Godspeed You! Black Emperor, the seminal, politically-agitative Canadian post-rock collective, make urgent music for urgent times. Over their 25-year run, the band has repeatedly warned against encroaching doom via musical imaginings of the ramp-up to its arrival and the wreckage left in its wake, with the shape of their music locating both triumph and despair amid desolate expanses. The group’s initial arc crested with 2002’s Yanqui U.X.O. and a decade-long hiatus followed, after which GY!BE executed an improbable, gratifying comeback with 2012’s Allelujah, Don’t Bend, Ascend!, released to acclaim and eventually awarded with the Polaris Music Prize (which the group, naturally, had complicated feelings about receiving). Though GY!BE has remained active since the release of Allelujah, the albums that followed have struggled somewhat to adapt the group’s usual sense of scale to a miniaturized compositional runway, and marked the first occasion of the group’s post-apocalyptic broadcasts featuring something resembling dead air space.
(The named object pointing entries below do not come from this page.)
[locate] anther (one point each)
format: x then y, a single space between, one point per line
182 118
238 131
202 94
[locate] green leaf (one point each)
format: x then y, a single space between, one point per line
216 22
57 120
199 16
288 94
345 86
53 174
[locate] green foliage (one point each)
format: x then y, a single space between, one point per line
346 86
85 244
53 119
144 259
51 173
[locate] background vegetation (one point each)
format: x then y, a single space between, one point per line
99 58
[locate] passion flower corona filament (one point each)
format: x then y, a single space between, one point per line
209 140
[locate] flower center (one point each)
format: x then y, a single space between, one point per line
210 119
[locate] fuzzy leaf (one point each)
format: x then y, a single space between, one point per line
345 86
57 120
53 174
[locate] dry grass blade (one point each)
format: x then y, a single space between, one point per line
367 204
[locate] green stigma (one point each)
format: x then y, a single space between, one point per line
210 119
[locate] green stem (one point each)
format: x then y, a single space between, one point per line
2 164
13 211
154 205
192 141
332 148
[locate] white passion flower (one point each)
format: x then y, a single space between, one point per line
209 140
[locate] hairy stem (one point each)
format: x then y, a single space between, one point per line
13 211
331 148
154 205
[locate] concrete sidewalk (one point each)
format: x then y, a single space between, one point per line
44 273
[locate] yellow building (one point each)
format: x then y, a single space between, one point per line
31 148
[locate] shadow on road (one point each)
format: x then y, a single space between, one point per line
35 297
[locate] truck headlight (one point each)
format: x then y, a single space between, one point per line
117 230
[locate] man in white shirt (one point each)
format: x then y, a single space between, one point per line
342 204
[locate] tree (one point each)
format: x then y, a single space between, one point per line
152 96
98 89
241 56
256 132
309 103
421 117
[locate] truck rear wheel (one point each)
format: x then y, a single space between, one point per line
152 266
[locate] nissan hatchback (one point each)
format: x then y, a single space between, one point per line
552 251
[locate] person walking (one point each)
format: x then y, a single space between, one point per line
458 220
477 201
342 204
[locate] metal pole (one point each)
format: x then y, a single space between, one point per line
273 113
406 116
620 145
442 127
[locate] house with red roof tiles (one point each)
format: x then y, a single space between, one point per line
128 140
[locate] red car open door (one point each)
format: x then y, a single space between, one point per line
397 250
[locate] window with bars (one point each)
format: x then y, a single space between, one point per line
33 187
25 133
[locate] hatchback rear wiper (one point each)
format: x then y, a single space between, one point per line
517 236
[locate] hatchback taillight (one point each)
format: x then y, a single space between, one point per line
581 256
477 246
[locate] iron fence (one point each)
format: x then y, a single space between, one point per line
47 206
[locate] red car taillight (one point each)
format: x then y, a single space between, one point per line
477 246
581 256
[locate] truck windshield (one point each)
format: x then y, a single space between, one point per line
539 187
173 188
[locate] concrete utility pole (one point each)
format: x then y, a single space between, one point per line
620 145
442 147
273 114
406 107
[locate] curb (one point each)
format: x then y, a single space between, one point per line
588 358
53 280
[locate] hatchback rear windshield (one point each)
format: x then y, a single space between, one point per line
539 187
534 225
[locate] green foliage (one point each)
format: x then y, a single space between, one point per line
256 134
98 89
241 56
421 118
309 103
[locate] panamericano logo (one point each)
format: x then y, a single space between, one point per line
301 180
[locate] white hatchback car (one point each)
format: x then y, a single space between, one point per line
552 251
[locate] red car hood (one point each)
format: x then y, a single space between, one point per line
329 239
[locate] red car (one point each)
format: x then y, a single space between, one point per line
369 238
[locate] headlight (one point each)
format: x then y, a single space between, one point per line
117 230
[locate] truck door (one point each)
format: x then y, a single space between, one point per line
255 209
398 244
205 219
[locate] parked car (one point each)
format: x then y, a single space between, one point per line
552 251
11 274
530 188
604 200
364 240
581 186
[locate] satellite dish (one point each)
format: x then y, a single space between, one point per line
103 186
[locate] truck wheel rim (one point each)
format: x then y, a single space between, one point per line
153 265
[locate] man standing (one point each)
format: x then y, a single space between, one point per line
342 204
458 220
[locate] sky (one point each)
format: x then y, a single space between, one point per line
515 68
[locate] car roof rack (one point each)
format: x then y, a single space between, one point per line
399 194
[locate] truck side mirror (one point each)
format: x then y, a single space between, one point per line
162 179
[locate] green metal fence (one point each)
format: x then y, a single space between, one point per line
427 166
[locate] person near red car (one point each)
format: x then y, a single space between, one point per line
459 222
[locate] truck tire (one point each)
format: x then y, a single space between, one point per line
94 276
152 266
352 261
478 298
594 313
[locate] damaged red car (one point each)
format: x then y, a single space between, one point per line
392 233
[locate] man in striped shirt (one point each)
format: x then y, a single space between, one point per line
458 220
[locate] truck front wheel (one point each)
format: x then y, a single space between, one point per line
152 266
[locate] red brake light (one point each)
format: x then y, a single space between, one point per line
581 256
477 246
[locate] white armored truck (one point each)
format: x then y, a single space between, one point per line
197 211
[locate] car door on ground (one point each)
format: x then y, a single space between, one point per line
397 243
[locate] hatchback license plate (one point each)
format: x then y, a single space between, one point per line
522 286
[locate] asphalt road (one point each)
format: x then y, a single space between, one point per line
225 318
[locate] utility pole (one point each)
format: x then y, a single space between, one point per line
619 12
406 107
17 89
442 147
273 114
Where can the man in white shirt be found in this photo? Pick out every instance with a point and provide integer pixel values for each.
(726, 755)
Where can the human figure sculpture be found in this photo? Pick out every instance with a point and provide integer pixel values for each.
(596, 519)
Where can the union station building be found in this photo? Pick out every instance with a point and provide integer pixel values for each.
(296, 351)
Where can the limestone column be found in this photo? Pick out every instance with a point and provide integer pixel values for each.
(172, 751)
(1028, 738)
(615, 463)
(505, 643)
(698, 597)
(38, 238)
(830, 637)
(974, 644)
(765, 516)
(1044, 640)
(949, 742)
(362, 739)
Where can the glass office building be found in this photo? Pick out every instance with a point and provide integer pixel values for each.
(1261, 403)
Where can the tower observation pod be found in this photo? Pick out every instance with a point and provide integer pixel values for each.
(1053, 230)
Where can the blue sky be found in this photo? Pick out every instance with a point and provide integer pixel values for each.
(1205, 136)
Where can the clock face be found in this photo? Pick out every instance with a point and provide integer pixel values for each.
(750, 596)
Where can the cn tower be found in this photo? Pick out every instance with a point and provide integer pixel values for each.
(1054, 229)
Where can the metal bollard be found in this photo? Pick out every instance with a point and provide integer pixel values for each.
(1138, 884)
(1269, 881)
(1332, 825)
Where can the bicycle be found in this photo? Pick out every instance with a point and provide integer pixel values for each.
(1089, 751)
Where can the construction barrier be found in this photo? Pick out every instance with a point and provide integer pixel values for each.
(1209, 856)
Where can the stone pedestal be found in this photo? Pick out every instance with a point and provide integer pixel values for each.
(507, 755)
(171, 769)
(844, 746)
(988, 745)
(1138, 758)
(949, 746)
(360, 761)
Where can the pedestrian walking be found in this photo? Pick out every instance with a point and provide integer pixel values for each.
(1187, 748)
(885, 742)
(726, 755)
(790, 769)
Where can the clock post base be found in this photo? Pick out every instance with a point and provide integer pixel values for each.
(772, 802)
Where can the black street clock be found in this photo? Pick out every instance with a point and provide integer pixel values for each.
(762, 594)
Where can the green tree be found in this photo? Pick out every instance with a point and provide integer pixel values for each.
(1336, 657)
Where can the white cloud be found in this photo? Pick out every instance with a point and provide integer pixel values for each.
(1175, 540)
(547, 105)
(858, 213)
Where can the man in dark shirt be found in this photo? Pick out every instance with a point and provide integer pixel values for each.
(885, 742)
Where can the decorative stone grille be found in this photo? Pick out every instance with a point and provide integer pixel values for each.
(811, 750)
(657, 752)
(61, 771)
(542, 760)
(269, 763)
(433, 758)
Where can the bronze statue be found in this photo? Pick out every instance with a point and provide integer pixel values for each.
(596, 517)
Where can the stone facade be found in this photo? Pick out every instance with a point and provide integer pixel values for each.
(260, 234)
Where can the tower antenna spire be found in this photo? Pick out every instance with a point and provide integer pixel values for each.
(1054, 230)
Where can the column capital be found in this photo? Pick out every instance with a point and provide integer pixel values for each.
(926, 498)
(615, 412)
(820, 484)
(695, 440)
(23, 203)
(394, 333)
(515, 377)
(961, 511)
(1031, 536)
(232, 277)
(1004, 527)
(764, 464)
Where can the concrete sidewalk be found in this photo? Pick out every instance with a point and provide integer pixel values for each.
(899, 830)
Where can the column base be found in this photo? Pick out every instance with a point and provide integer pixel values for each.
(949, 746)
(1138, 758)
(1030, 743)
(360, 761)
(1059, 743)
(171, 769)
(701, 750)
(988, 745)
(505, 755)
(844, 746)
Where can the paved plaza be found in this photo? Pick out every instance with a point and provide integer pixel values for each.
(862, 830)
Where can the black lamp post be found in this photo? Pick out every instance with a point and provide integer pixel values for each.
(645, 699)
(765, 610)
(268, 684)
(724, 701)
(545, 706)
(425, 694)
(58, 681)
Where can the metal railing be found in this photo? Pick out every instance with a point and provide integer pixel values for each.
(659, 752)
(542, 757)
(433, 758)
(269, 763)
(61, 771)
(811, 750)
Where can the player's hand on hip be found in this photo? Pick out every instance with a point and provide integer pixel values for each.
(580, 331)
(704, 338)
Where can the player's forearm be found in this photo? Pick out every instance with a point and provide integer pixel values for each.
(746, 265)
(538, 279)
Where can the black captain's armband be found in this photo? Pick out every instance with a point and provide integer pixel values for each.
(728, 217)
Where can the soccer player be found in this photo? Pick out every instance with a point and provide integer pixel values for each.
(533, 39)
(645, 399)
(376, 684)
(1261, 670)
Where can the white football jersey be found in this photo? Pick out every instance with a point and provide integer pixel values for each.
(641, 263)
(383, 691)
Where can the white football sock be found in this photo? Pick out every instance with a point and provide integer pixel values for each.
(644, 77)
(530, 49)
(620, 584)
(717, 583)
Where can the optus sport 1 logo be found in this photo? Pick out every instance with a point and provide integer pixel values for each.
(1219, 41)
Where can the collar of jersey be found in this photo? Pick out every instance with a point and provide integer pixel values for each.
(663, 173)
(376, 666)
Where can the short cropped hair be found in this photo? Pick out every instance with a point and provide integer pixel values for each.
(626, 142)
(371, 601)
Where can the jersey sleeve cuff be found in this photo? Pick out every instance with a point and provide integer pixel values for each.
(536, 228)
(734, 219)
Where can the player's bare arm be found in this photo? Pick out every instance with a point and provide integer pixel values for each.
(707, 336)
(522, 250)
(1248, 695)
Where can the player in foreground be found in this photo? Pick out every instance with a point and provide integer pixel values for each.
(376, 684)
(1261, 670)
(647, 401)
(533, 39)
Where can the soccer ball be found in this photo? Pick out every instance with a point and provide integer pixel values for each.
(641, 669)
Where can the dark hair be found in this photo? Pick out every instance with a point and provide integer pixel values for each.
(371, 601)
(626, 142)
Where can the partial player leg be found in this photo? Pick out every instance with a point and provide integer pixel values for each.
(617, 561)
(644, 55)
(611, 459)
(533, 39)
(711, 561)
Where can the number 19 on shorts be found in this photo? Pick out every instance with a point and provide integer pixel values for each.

The cheekily titled G_d’s Pee AT STATE’S END!, the group’s first album since 2017’s Luciferian Towers, arrives as something of a corrective, presenting a similar organizational structure as the group’s last comeback record: two long-form, multi-part epics buttressed with two shorter, more downtempo laments. Whether by virtue of its overall architecture or the timing of its release — i.e. during a global crisis which has called the utility of the nation state into question — G_d’s Pee is among the group’s most immediately resonant works since Allelujah or the initial trilogy of albums that preceded it. After the usual preamble of warbly field recordings, opener “Military Alphabet” kicks off in earnest with a scorched riff whose naked emotionality is transposable onto a listener’s lived and imagined realities alike. The distortion resolves in a short-lived reprieve of clean guitars and accompanying strings on the subsequent “Job’s Lament,” which itself transitions into an anxious churn and culminates in a woozy, full-band waltz on “First of the Last Glaciers.” While prior GY!BE releases preserved the monolithic runtime of their arrangements in single-track form, G_d’s Pee separates its nominal opener into four distinct movements in its streaming presentation: on the one hand, this is a seeming concession to the streaming era’s new normal; on the other, it’s of a piece with the more direct approach that characterizes (and enlivens) the music and perspective of G_d’s Pee.

Aside from the depressed dirge of “Fire at Static Valley,” the album’s other cuts are similarly cathartic. The other proper epic on the record, “GOVERNMENT CAME,” matches the pyrotechnics of “Military Alphabet,” grinding and churning until erupting into an ecstatic riff that leads the rest of the band in a gallop to the finish line. And while closer “OUR SIDE HAS TO WIN (For D.H.)” initially strikes an elegiac mood, its string-centric hum eventually transitions into a more self-evidently reassuring melody, tying off G_d’s Pee on something resembling a hopeful note. For anyone committed to understanding GY!BE’s ideological underpinnings and the intent behind music that doesn’t immediately reveal its motives, the group has once again released a statement of purpose that doubles as a political platform, detailing a litany of demands that will prove legible to anyone who’s lived through the last year and change. Though these lofty ambitions are certainly readable onto G_d’s Pee, it bears repeating how transposable its heft and scope are onto more prosaic struggles as well. Between the more legible emotional throughline provided by moments of genuine “rocking,” and the album’s balanced ratio between musical rise and fall, GY!BE has once again made music that can bear the weight of individual and collective concerns alike.

Published as part of Album Roundup — April 2021 | Part 1.